However when I divide df[' A1.1']/r1 it yields only one correct value and that value is where r1/r1 = 1. All other values come out NaN.
My Questions:
How to divide a column by a float I guess? Why am I getting NaN?
Is there a faster way to do this as I need to do this for 16 columns.(ie 'A2/r2' 'a3/r3' etc.)
Do I need to do inplace = True anywhere to make the operations stick prior to resaving the data? or is that only for adding/deleting rows?
Example
Dataframe that looks like this
!http://i.imgur.com/ObUzY7p.png
zero time sets properly (image not shown)
after dividing the column
!http://i.imgur.com/TpLUiyE.png
This should work:
df['A1.1']=df['A1.1']/df['A1.1'].min()
I think the reason df[' A1.1'] = df[' A1.1']/r1 did not work was because r1 is a series. Try r1? instead of type(r1) and pandas will tell you that r1 is a series, not an individual float number.

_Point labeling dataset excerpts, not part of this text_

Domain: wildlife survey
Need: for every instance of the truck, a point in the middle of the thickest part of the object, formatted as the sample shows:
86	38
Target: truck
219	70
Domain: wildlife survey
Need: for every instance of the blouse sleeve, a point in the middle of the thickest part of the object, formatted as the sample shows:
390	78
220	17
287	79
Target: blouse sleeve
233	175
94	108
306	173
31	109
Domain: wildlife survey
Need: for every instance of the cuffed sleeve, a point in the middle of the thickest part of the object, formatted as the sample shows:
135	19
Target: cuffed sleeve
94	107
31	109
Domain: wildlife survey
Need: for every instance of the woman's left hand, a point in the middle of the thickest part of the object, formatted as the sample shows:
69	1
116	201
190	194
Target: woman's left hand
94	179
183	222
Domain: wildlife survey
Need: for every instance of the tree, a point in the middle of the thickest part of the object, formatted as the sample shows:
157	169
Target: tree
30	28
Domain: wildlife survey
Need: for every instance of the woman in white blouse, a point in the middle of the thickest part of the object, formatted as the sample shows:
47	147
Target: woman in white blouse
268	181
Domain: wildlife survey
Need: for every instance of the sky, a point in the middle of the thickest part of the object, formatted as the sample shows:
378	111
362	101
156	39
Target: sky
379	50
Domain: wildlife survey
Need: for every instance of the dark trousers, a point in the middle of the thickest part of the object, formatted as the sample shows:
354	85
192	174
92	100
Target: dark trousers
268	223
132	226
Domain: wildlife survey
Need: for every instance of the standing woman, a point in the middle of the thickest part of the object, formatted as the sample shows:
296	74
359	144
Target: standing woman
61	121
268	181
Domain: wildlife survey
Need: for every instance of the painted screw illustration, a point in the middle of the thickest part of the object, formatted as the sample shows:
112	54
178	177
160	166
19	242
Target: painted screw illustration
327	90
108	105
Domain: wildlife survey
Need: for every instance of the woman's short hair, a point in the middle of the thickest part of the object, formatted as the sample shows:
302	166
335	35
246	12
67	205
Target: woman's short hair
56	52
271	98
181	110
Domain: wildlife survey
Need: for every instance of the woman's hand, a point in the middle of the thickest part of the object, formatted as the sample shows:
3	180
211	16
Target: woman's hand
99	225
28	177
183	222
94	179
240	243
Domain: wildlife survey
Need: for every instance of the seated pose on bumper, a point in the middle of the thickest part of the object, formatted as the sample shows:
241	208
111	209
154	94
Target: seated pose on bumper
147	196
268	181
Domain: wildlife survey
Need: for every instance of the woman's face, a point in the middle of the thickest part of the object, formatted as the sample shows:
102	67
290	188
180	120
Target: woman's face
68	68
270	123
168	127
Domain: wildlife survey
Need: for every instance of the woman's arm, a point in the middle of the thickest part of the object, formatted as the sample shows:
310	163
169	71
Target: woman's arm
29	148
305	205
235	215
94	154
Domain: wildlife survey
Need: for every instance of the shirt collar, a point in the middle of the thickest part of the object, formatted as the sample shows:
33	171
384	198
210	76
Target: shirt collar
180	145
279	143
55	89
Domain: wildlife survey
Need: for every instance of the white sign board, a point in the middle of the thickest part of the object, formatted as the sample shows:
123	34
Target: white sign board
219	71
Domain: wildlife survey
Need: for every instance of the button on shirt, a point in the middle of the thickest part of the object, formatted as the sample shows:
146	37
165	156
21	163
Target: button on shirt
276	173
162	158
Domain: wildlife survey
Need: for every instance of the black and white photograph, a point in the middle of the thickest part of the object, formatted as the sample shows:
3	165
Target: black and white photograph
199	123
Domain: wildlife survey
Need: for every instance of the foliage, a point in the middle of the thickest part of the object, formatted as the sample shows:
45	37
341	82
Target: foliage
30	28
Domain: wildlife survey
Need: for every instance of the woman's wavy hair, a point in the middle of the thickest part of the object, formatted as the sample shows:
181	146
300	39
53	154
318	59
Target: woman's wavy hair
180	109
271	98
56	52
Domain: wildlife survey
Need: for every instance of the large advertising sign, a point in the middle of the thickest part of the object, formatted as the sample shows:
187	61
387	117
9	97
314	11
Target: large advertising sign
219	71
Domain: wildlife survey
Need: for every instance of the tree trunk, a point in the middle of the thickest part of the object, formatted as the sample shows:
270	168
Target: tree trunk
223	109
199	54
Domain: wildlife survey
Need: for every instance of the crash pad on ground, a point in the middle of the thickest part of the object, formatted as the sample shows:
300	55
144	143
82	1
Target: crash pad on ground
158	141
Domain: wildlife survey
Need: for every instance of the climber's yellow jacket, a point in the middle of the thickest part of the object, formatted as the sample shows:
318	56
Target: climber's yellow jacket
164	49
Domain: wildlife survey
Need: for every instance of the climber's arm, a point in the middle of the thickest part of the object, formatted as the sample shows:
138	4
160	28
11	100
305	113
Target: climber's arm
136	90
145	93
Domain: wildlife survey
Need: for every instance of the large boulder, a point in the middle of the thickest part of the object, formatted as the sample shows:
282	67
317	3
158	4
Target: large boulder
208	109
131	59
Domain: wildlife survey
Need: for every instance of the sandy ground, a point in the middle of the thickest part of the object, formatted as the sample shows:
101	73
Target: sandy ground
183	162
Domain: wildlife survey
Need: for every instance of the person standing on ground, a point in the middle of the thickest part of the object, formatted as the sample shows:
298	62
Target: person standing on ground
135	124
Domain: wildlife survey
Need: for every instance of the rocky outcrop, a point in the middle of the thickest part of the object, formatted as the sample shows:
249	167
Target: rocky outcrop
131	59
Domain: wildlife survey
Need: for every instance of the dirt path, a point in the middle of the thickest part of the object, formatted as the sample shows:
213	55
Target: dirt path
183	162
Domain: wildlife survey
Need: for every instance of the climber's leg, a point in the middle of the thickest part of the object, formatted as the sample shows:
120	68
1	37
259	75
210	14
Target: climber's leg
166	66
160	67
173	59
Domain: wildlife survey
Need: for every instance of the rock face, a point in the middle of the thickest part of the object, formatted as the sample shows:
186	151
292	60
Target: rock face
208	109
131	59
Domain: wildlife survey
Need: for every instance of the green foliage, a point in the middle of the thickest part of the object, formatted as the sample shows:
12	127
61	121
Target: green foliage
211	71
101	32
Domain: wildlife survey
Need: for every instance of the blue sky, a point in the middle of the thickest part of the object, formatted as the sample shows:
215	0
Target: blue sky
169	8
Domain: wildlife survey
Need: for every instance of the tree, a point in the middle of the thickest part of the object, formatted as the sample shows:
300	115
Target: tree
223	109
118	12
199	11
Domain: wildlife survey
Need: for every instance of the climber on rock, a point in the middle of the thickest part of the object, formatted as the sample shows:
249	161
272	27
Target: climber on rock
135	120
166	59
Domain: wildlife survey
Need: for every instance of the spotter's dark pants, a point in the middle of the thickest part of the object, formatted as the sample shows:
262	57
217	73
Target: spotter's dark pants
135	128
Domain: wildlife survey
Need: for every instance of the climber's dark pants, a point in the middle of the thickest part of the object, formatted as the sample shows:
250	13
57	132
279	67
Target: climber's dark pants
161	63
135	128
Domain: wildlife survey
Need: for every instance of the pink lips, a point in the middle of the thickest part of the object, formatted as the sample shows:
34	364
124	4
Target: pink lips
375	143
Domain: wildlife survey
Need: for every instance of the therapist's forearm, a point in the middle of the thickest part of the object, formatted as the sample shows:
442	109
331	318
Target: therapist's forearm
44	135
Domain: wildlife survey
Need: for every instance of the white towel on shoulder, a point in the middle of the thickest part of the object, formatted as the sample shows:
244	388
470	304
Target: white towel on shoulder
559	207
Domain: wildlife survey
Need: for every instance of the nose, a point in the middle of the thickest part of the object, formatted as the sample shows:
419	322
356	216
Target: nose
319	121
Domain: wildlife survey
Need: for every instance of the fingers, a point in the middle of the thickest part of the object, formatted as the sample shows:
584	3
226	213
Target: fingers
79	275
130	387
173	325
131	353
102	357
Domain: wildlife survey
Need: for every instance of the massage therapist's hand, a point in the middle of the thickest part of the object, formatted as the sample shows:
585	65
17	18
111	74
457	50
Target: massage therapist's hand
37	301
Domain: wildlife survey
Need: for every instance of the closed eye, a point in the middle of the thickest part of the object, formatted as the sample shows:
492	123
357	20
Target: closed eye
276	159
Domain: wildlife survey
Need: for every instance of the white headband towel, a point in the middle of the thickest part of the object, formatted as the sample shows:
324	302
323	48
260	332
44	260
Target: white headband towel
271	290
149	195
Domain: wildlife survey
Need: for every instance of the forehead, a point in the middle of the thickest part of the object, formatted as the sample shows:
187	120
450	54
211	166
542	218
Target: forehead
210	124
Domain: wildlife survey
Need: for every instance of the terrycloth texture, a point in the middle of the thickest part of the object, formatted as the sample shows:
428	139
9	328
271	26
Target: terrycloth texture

To do it in one attempt, you have to iterate over each column, like this:
for c in df:
df[c] = df[c]/df[c].min()
If you want to divide every value in the column by r1 it's best to apply, for example:
import pandas as pd
df = pd.DataFrame([1,2,3,4,5])
# apply an anonymous function to the first column ([0]), divide every value
# in the column by 3
df = df[0].apply(lambda x: x/3.0, 0)
print(df)
So you'd probably want something like this:
df = df["A1.1"].apply(lambda x: x/r1, 0)
This really only answers part 2 of you question. Apply is probably your best bet for running a function on multiple rows and columns quickly. As for why you're getting nans when dividing by a float, is it possible the values in your columns are anything other than floats or integers?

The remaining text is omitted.